Both the “Annual Notice” and the “48-Hour Notice” must be (1) prominently posted in at least one public place reserved for such announcements, (2) transmitted to two newspapers in time for publication 48-hours in advance of the meeting, (3) filed with appropriate Municipal or County Clerk or the Secretary of State if the public body has statewide authority, and (4) mailed to any person upon request.
The Law requires that public bodies permit all members of the public to attend their meetings. However, the right to attend meetings does not entitle members of the public to participate in the meetings. The public body may exclude the public only from portions of a meeting
known as the “executive” or “closed session.” Prior to excluding the public, the public body must first adopt a resolution at a meeting which is open to the public indicating generally what matters will be discussed in closed session and when these discussions will be disclosed to the
public. The following items are permitted to be discussed in closed session.
1. Any matter considered confidential by federal law, state statue,
or court rule;
2. Any matter in which the release of information would impair the receipt of federal funds;
3. Any material which would constitute an unwarranted invasion of individual privacy if disclosed;
4. Any collective bargaining agreements or other discussion of the terms and conditions of a collective bargaining agreement,
including negotiations leading up to such an agreement.

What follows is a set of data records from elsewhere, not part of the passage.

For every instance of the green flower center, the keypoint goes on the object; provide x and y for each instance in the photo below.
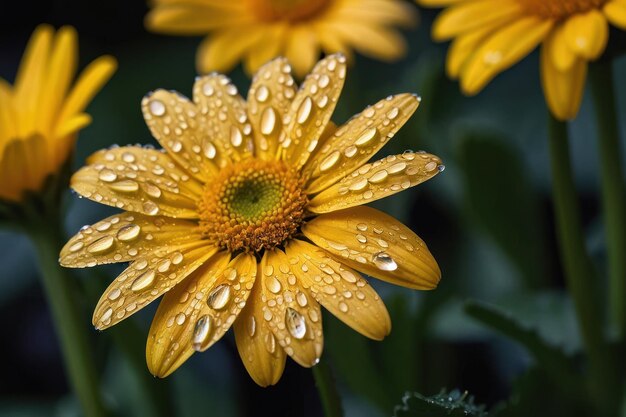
(252, 205)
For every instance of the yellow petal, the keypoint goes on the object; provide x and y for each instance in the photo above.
(563, 89)
(311, 109)
(138, 179)
(222, 50)
(263, 359)
(297, 325)
(224, 119)
(269, 98)
(147, 278)
(199, 311)
(358, 140)
(377, 180)
(341, 290)
(587, 34)
(562, 55)
(59, 75)
(472, 15)
(125, 237)
(195, 19)
(503, 49)
(88, 84)
(615, 11)
(302, 49)
(170, 339)
(376, 244)
(176, 123)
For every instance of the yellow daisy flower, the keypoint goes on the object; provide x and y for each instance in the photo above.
(255, 31)
(253, 217)
(41, 115)
(492, 35)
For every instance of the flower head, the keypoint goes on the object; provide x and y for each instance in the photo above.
(252, 217)
(255, 31)
(41, 115)
(492, 35)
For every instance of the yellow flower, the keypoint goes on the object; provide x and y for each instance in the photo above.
(255, 31)
(41, 115)
(492, 35)
(253, 217)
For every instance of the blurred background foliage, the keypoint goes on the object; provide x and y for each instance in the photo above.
(488, 220)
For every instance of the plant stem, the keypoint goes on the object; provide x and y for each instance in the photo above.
(62, 297)
(613, 191)
(326, 388)
(579, 271)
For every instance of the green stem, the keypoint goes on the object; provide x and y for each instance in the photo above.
(326, 388)
(579, 270)
(613, 191)
(71, 327)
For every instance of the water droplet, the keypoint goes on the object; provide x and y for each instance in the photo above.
(262, 94)
(107, 175)
(366, 136)
(384, 261)
(125, 186)
(157, 107)
(295, 323)
(201, 332)
(330, 161)
(305, 110)
(128, 232)
(101, 245)
(219, 297)
(143, 281)
(268, 121)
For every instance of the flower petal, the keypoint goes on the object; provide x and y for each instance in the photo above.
(340, 289)
(296, 324)
(174, 121)
(358, 140)
(269, 98)
(563, 88)
(377, 244)
(146, 279)
(377, 180)
(199, 311)
(586, 34)
(125, 237)
(256, 343)
(225, 118)
(140, 180)
(471, 15)
(311, 109)
(615, 11)
(501, 50)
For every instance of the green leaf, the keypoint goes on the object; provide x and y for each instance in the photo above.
(452, 404)
(501, 201)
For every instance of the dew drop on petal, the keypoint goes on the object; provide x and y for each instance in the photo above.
(219, 297)
(384, 261)
(295, 323)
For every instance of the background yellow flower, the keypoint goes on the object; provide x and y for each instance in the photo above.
(492, 35)
(255, 31)
(42, 113)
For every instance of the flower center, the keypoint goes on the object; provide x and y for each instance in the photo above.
(559, 9)
(291, 10)
(252, 205)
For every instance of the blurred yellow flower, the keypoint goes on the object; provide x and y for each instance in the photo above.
(253, 216)
(492, 35)
(255, 31)
(41, 115)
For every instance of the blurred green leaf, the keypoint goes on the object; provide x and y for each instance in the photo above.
(501, 201)
(452, 404)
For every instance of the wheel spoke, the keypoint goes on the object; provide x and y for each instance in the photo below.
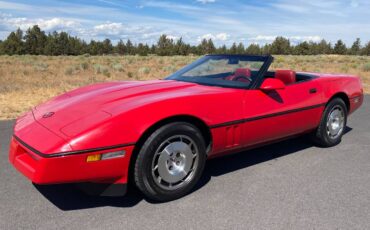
(175, 163)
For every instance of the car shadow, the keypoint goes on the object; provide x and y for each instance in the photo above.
(68, 197)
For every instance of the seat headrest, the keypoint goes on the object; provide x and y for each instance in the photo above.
(243, 72)
(286, 76)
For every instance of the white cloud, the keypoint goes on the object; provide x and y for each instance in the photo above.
(206, 1)
(46, 24)
(216, 37)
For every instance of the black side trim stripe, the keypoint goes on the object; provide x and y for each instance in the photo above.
(265, 116)
(70, 152)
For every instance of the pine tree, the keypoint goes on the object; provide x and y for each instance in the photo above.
(280, 45)
(121, 47)
(356, 47)
(35, 40)
(233, 49)
(240, 48)
(130, 47)
(165, 46)
(340, 47)
(14, 44)
(366, 49)
(253, 49)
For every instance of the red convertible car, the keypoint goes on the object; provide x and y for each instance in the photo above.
(158, 134)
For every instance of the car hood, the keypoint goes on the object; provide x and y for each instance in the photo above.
(68, 114)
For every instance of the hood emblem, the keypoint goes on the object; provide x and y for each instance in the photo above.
(48, 114)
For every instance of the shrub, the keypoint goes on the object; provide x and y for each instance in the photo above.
(68, 71)
(97, 68)
(366, 67)
(84, 65)
(41, 66)
(144, 70)
(118, 67)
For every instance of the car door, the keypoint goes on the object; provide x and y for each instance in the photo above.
(275, 114)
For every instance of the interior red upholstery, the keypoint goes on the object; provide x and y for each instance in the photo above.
(246, 72)
(286, 76)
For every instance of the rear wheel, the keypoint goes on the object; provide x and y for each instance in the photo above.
(332, 125)
(170, 161)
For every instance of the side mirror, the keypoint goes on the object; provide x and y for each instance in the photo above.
(272, 84)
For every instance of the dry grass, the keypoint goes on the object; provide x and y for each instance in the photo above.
(26, 80)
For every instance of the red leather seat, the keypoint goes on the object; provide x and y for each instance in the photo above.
(240, 72)
(286, 76)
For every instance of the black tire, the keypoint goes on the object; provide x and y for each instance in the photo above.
(144, 178)
(320, 136)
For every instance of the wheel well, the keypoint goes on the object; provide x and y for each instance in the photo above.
(344, 97)
(204, 129)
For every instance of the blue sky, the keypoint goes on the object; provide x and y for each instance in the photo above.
(225, 21)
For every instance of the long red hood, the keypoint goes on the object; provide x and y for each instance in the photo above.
(94, 101)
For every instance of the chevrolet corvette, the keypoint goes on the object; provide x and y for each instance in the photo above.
(158, 134)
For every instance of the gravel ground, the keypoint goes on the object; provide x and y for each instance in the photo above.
(289, 185)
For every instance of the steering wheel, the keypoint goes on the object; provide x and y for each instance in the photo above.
(242, 77)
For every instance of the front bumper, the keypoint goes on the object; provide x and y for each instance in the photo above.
(70, 168)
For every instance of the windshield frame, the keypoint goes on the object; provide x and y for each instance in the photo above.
(266, 59)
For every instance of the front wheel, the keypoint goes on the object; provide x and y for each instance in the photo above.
(332, 125)
(170, 162)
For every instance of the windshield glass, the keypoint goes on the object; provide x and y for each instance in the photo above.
(239, 71)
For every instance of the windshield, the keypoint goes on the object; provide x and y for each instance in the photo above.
(237, 71)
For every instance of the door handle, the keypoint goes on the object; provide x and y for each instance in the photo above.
(313, 90)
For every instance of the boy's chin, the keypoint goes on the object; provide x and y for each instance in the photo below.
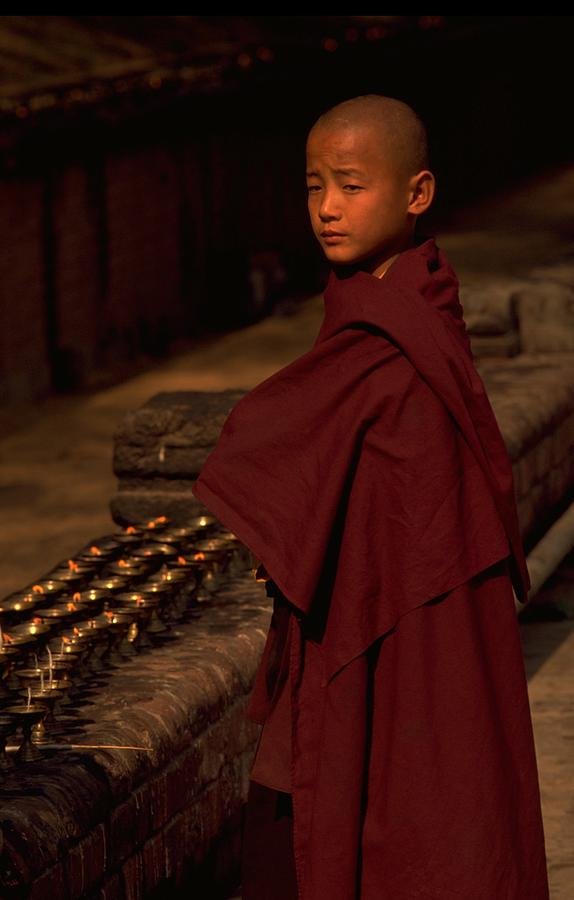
(339, 256)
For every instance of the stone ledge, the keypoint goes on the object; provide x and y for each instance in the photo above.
(78, 821)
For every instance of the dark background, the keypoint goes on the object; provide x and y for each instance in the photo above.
(153, 167)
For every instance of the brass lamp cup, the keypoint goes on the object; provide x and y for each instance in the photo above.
(204, 526)
(8, 726)
(50, 697)
(155, 550)
(110, 583)
(26, 717)
(47, 588)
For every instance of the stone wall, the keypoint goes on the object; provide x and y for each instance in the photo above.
(118, 824)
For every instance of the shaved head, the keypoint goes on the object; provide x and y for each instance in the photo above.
(402, 134)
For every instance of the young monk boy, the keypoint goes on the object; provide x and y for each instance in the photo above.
(370, 478)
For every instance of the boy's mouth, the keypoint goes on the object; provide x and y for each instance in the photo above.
(332, 237)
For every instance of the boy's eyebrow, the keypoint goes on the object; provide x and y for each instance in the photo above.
(350, 171)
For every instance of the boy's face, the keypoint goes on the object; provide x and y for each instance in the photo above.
(357, 200)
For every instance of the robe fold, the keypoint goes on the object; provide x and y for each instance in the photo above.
(371, 479)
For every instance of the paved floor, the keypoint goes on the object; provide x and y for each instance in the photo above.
(56, 461)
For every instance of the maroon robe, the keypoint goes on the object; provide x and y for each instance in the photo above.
(371, 479)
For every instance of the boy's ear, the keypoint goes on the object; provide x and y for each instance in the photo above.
(422, 190)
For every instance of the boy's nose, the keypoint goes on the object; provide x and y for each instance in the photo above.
(328, 210)
(328, 213)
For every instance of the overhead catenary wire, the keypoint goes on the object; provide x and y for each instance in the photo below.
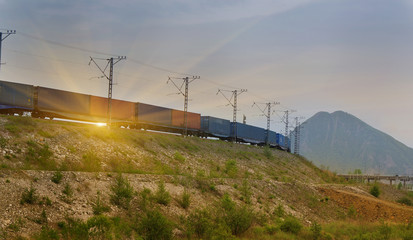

5. Any matter involving the purchase, lease or acquisition of real property with public funds, the setting of banking rates or investment of public funds where disclosure of such matter could adversely affect the public interest.
6. Any tactics and techniques used in protecting the safety and property of the public and investigations of violations or possible violations of the law.
7. Any pending or anticipated litigation or contract negotiations in which the public body is or may become a party, and any matter falling within the attorney-client privilege, to the extent that confidentiality is required to preserve the attorney-client relationship.
8. Personnel matters related to the employment, appointment or termination of current or prospective employees, unless all individuals who could be adversely affected request, in writing, that the matter be discussed at a public meeting.
9. Any deliberations of a public body occurring after a public hearing that may result in the imposition of a fine upon an individual or the suspension or the loss of license or permit belonging to an individual. The New Jersey courts have recognized the potential for misuse of the closed session exceptions by public bodies and have, therefore, strictly construed these exceptions in an effort to further the legislative intent of providing open public meetings in most instances.
The Law requires the public body to keep reasonably comprehensible minutes of all its meetings, showing the time and place, the members present, the subjects considered, the actions taken, the votes of each member and any other information required by law to be recorded by
minutes. These minutes are to be made promptly available to the public. In addition, the Law requires that a statement be entered into the minutes at the outset of each meeting indicating (1) that adequate notice has been provided (specifying the time, date, and manner in which the notice was provided), or (2) that adequate notice was not provided and an explanation for the failure of public body to provide adequate notice.